EFEValència

Despedir a los muertos es algo casi innato a nuestra civilización pero también es una de tantas cosas que el coronavirus ha alterado, y el confinamiento para frenar los contagios impide el acompañamiento a los enfermos pero, también, los funerales o actos públicos de despedida a los fallecidos.

Eso puede derivar en la aparición de duelos "altamente complejos", según explica a EFE el psicólogo clínico del Hospital General de Valencia y emergencista, Mariano Navarro, quien considera "muy aconsejable" que una vez pase la pandemia, se puedan realizar actos formales de despedida de los seres queridos.

Detrás de las crecientes cifras de muertos por esta pandemia (más de 50 en la Comunitat Valenciana y más de un millar en toda España), hay personas, cada una con sus circunstancias, pero con, al menos, una cosa en común: no poder acompañar a sus familiares enfermos o dar una despedida digna a sus fallecidos.

A las muertes por el coronavirus se suman también las de aquellas personas que diariamente pierden la vida por causas naturales u otras enfermedades y que no son contabilizados en el recuento oficial de datos diario, pero que, en la mayoría de los casos, están sujetos a las mismas restricciones.

Según Navarro, especialista en duelo, pérdidas e intervención psicológica en catástrofes y emergencias, esta situación inevitablemente genera en los afectados "un importante estado de angustia e impotencia que conlleva la aparición de toda una sintomatología ansiosa difícil de controlar".

Pero sobre todo derivará en "la aparición de procesos de duelo altamente complejos condicionados por multitud de factores, entre ellos, la imposibilidad del acompañamiento final a tu ser querido y de poder despedirte del él en su proceso de muerte".

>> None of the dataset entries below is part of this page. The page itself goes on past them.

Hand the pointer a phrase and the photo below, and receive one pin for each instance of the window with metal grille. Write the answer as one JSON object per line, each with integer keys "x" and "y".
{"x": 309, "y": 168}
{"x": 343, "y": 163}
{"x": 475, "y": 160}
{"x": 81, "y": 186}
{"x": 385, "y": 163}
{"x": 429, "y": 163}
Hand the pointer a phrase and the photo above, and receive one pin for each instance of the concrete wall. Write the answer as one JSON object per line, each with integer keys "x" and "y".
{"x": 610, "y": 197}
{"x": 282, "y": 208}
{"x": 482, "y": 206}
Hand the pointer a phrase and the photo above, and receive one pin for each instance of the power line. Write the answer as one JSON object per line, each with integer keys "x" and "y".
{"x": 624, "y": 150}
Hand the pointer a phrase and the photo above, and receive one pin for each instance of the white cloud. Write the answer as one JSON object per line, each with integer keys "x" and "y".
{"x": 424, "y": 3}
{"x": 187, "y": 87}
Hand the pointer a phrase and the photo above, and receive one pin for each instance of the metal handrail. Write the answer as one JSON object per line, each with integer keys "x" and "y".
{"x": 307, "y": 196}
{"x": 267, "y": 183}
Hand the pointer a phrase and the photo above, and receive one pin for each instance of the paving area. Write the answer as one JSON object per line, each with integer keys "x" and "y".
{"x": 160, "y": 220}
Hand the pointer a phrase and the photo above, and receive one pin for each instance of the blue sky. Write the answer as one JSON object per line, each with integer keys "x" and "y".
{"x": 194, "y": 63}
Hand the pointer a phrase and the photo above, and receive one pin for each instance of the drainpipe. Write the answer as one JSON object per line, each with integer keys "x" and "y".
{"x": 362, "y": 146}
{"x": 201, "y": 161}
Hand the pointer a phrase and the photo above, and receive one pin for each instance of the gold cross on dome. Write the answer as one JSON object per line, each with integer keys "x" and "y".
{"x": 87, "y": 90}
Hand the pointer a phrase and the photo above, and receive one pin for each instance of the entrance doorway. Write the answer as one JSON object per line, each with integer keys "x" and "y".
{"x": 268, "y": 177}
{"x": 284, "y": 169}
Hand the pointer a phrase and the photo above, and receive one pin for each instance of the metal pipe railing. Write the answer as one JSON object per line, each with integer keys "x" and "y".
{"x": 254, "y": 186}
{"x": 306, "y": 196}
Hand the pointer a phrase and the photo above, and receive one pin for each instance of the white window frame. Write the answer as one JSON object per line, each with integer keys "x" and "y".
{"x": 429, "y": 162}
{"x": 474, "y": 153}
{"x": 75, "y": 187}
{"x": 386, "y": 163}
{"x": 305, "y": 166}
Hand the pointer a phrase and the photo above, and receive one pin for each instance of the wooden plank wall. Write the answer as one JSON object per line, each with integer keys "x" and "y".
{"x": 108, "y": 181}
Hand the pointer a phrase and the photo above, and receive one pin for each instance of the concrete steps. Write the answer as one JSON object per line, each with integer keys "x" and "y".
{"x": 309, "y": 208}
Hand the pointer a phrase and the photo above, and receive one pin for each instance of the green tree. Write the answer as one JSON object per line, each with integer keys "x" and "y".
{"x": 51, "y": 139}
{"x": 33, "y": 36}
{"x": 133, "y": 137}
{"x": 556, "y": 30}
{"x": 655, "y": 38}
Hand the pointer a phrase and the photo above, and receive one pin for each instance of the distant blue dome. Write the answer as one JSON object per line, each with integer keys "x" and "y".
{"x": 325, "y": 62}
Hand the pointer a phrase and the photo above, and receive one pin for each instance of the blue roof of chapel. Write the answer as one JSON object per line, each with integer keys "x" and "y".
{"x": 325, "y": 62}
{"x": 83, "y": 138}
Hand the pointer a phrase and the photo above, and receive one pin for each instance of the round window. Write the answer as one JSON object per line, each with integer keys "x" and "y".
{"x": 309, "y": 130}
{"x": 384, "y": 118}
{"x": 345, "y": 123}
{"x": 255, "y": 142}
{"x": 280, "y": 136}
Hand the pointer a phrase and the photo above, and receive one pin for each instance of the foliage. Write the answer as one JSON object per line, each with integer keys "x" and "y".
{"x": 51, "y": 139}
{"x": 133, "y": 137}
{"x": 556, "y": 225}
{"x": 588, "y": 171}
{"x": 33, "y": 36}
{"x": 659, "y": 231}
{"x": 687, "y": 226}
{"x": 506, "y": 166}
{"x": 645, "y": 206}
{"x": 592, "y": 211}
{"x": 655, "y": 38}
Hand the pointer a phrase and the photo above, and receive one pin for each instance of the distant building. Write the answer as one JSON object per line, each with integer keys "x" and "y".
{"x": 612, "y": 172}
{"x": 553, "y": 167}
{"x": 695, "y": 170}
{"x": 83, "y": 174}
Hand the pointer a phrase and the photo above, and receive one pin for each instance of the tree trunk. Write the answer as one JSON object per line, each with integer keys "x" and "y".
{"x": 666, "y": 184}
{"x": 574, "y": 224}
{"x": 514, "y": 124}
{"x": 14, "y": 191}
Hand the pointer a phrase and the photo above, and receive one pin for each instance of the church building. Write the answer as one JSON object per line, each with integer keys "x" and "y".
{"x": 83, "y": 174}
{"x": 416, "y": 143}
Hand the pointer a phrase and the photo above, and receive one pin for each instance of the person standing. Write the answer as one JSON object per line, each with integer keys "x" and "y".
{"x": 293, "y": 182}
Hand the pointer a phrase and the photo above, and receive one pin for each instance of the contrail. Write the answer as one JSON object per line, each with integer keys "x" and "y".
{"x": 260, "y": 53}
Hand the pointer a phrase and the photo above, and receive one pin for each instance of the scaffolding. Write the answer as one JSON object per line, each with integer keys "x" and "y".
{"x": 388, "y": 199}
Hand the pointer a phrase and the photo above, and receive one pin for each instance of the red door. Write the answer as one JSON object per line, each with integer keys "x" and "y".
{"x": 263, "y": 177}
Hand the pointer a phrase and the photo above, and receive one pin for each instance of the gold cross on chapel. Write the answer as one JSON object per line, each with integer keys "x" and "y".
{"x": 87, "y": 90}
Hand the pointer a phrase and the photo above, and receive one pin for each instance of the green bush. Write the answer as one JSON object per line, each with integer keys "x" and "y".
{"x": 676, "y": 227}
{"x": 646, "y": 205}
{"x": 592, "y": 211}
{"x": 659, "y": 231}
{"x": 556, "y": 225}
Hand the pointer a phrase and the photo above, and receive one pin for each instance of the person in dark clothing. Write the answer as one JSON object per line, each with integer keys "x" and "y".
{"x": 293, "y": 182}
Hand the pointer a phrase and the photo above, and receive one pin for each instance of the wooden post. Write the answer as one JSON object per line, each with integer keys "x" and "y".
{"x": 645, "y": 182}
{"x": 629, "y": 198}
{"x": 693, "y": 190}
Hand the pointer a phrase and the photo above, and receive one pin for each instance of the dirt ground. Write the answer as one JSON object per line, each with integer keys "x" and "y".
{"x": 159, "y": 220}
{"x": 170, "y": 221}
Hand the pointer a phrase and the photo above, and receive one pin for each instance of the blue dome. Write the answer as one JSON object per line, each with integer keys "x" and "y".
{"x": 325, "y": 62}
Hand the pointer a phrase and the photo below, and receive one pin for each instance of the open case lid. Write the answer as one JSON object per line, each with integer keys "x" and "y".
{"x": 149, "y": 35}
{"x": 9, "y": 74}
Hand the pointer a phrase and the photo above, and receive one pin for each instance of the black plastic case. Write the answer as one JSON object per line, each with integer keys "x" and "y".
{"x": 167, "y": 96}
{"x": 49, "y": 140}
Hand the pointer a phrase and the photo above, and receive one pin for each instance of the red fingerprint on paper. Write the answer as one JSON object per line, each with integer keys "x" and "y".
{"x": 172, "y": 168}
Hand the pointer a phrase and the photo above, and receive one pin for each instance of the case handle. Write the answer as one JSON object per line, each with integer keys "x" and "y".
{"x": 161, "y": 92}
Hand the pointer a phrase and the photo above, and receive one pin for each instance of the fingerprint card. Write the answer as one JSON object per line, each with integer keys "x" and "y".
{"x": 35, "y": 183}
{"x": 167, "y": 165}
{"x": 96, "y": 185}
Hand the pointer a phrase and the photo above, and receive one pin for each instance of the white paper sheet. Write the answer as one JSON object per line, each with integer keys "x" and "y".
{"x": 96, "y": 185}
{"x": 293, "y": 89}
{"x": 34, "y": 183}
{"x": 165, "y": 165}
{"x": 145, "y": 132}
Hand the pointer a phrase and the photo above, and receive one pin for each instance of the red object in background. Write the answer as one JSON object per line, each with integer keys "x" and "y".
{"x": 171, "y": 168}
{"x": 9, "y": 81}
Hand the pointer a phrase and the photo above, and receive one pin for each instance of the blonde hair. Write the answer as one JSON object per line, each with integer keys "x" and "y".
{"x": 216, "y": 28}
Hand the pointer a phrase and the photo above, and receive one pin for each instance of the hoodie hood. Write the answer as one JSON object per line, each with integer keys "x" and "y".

Esta situación conlleva un sufrimiento a dos bandas: en primer lugar para las familias afectadas, pero también para los propios enfermos, que se ven recluidos en unidades de aislamiento alejados de los suyos y sin posibilidad alguna de contacto.

Señala que los duelos provocados por efecto del COVID-19, a pesar de ser debidos a muertes por enfermedad, se encontrarían muy ligados a los duelos por accidentes o por cualquier otra causa generadora de muerte súbita.

"El tiempo que transcurre desde el diagnóstico de la enfermedad a la muerte, en aquellos casos en los que esta se dé, es demasiado breve, limitando por ello la posibilidad de realizar un duelo anticipatorio que en otras circunstancias sí pudiera darse", destaca.

Además, la necesidad de aislamiento del enfermo impide el contacto y la despedida, "dificultando la toma de conciencia de una realidad incuestionable".

Ante esta circunstancia y cuando el pronóstico del paciente sea desalentador, Navarro recomienda "empezar a tomar conciencia de la realidad" y, en la medida de lo posible, iniciar un proceso de despedida.

Esto puede hacerse "a través de acciones concretas, como escribir una carta que alguien pueda leer a su ser querido, grabar un audio aunque el paciente se encuentre sedado, o iniciar un trabajo interno que conecte ambos corazones desde la distancia y pueda generar un mínimo sentimiento de paz, cerrando cualquier asunto pendiente".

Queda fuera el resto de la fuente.